Two years ago, our family traded our suburban conveniences for city life. We moved from our Chicago suburb to Toronto, and I remember all the clumsiness of those first several months, especially when it came to errands as simple as returning library books or getting cash from an ATM. I recall my conspicuously poor attempts at parallel parking and my awkward maneuvering of public transit, all my visible ignorance of parking meters and parking signs. Oh, how I pined for the land of drive-thrus!

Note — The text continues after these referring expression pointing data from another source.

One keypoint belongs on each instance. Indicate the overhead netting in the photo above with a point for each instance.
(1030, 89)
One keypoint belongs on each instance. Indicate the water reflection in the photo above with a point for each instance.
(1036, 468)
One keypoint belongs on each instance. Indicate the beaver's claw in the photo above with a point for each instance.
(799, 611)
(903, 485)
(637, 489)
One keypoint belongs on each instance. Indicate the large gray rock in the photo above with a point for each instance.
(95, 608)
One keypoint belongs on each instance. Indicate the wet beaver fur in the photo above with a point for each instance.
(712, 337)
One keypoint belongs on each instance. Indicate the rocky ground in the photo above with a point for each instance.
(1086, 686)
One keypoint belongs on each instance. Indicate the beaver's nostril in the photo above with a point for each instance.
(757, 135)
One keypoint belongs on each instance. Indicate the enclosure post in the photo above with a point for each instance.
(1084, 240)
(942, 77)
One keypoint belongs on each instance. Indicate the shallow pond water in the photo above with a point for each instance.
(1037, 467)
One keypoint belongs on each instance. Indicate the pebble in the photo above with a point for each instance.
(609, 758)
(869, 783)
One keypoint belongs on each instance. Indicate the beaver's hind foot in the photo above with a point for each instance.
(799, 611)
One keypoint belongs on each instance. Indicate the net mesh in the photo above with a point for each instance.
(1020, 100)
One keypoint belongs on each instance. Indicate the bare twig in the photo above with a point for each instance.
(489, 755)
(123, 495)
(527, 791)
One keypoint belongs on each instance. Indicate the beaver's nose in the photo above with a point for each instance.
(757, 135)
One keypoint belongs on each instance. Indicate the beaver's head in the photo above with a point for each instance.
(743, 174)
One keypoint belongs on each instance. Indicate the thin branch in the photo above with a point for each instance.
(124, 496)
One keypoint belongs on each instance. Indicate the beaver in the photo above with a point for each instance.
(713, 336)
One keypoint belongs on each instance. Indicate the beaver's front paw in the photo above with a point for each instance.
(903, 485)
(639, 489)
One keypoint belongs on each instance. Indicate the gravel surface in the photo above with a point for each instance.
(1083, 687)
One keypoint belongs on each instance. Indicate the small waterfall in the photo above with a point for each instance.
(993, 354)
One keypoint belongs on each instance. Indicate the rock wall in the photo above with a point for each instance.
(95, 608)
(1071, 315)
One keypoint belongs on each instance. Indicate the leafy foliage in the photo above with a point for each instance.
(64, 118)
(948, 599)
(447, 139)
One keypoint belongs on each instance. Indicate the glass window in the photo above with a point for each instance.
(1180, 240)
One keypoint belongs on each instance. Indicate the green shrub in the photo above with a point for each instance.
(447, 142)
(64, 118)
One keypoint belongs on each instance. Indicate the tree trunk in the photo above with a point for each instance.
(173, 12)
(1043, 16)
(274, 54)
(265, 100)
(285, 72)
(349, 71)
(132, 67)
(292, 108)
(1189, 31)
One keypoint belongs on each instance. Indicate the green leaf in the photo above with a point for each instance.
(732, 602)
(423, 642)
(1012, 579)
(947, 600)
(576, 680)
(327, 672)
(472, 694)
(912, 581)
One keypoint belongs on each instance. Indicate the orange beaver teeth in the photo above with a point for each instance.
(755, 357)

It's been only two years now that we've lived in Toronto, but the troubling sense that everything is new and different and that I am awkward and ignorant has finally ceded to a consoling familiarity. I realized this even more distinctly weeks ago, when we were back in the Chicago suburbs visiting friends and family for spring break. I was turning left at a stoplight, and although there was no pedestrian within sight, I inched my car forward with an instinctive slowness, hesitating to turn, waiting for the inconspicuous someone to dart in front of my car.
I guess I've learned to drive like a city girl. And although this isn't something I have consciously practiced or rehearsed (notwithstanding, of course, the scores of times I've backed into an impossibly narrow spot in front of my favorite butcher), two years of navigating city streets and Toronto's brazen pedestrians have formed in me a sensibility about the road that is now instinctive.

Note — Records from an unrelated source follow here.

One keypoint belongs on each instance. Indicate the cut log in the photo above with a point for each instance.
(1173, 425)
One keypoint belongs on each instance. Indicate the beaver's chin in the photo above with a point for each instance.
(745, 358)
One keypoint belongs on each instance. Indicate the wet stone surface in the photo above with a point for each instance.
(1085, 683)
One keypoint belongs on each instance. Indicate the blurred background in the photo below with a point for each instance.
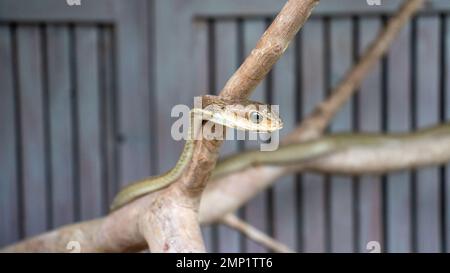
(86, 93)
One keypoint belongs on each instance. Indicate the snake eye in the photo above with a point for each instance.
(256, 117)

Much of our human behavior, it turns out, is subconscious and unreflective. Psychologists are now discovering just how many of our responses are conditioned by habit. It seems that only about 60 percent of the time do we actually think before we act. This should give us pause to consider what models of spiritual formation we propose.

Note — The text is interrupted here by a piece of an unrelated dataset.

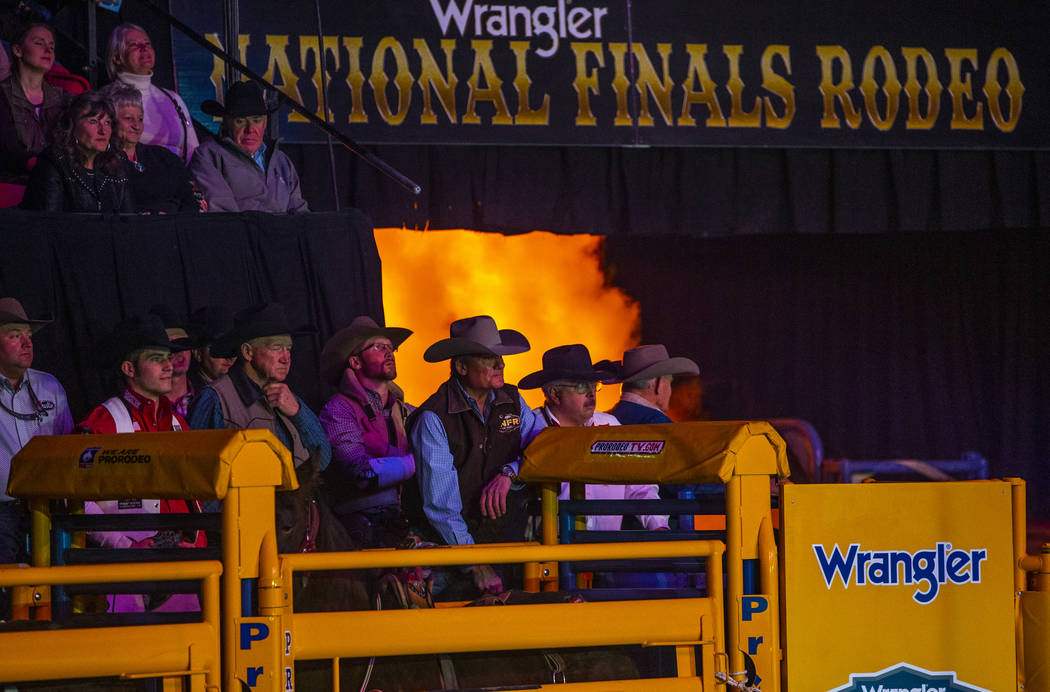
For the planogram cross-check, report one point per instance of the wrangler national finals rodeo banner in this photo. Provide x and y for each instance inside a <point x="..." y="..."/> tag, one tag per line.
<point x="670" y="72"/>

"How many of you have ever asked God to help you love him more?" the pastor asked of the congregants in the church we were visiting.
"That's not how you should pray," he continued. "You'd never, for example, ask your husband or your wife to help you to love them more. That's your job! And likewise, you shouldn't be asking God to help you to love him more. Instead, you should be praying, ‘God, help me to know more.' Because the more we get to know God, the more we will automatically love God."
I agree that knowing God more can inspire a deeper affection for him, yet this isn't exactly how I'd coach someone in her attempts to pray. A merely cognitive approach to spiritual formation misses—well, the heart of the matter.